Schmutz M, Klebs K, Baltzer V
Biology Research Laboratories, Ciba-Geigy Ltd, Basle, Switzerland.
J Neural Transm. 1988;72(3):245-57. doi: 10.1007/BF01243423.
The influence of antiepileptics on the evolution of rat amygdaloid kindling was studied. Under placebo conditions clonic convulsions and a spike-wave EEG pattern developed. Diazepam, clonazepam, clobazam and phenobarbital were most effective in suppressing the evolution of kindling; the effects of valproate sodium, ethosuximide and acetazolamide were somewhat less pronounced in this respect. Carbamazepine, oxcarbazepine and phenytoin, on the other hand, enhanced kindling development, i.e. the increase in duration of after-discharge was faster than in the placebo group. The results indicate that under the above experimental conditions drugs with no anti-absence component can be distinguished from those with an anti-absence component. The mechanism of action underlying the observed effects is not yet known; the hypothesis that under special conditions protective inhibitory neuronal activity can develop to absence type seizures is proposed.

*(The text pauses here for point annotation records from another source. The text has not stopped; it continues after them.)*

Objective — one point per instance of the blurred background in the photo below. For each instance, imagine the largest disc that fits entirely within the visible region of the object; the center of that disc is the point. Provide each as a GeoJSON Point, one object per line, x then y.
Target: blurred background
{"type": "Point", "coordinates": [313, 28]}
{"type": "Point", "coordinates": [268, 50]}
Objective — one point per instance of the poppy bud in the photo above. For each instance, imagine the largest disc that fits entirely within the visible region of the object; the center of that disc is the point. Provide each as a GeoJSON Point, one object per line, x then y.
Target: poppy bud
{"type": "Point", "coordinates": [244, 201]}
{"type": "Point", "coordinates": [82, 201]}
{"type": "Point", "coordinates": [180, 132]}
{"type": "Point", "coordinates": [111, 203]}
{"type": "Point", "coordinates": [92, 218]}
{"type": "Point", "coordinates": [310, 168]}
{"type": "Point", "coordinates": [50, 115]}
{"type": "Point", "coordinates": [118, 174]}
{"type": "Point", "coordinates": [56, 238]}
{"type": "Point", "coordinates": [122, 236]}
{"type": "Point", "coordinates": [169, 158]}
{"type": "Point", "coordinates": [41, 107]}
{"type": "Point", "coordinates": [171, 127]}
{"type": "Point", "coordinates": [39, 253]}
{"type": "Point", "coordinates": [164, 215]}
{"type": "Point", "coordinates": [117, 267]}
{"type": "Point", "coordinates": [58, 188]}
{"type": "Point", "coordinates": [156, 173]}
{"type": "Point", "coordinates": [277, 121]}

研究了抗癫痫药物对大鼠杏仁核点燃发展过程的影响。在使用安慰剂的情况下,出现了阵挛性惊厥和棘慢波脑电图模式。地西泮、氯硝西泮、氯巴占和苯巴比妥在抑制点燃发展方面最为有效;在这方面,丙戊酸钠、乙琥胺和乙酰唑胺的效果稍弱。另一方面,卡马西平、奥卡西平和苯妥英钠则促进了点燃的发展,即后放电持续时间的增加比安慰剂组更快。结果表明,在上述实验条件下,可以区分出没有抗失神成分的药物和有抗失神成分的药物。观察到的这些效应背后的作用机制尚不清楚;有人提出了这样的假说,即在特殊条件下,保护性抑制性神经元活动可能发展为失神型癫痫发作。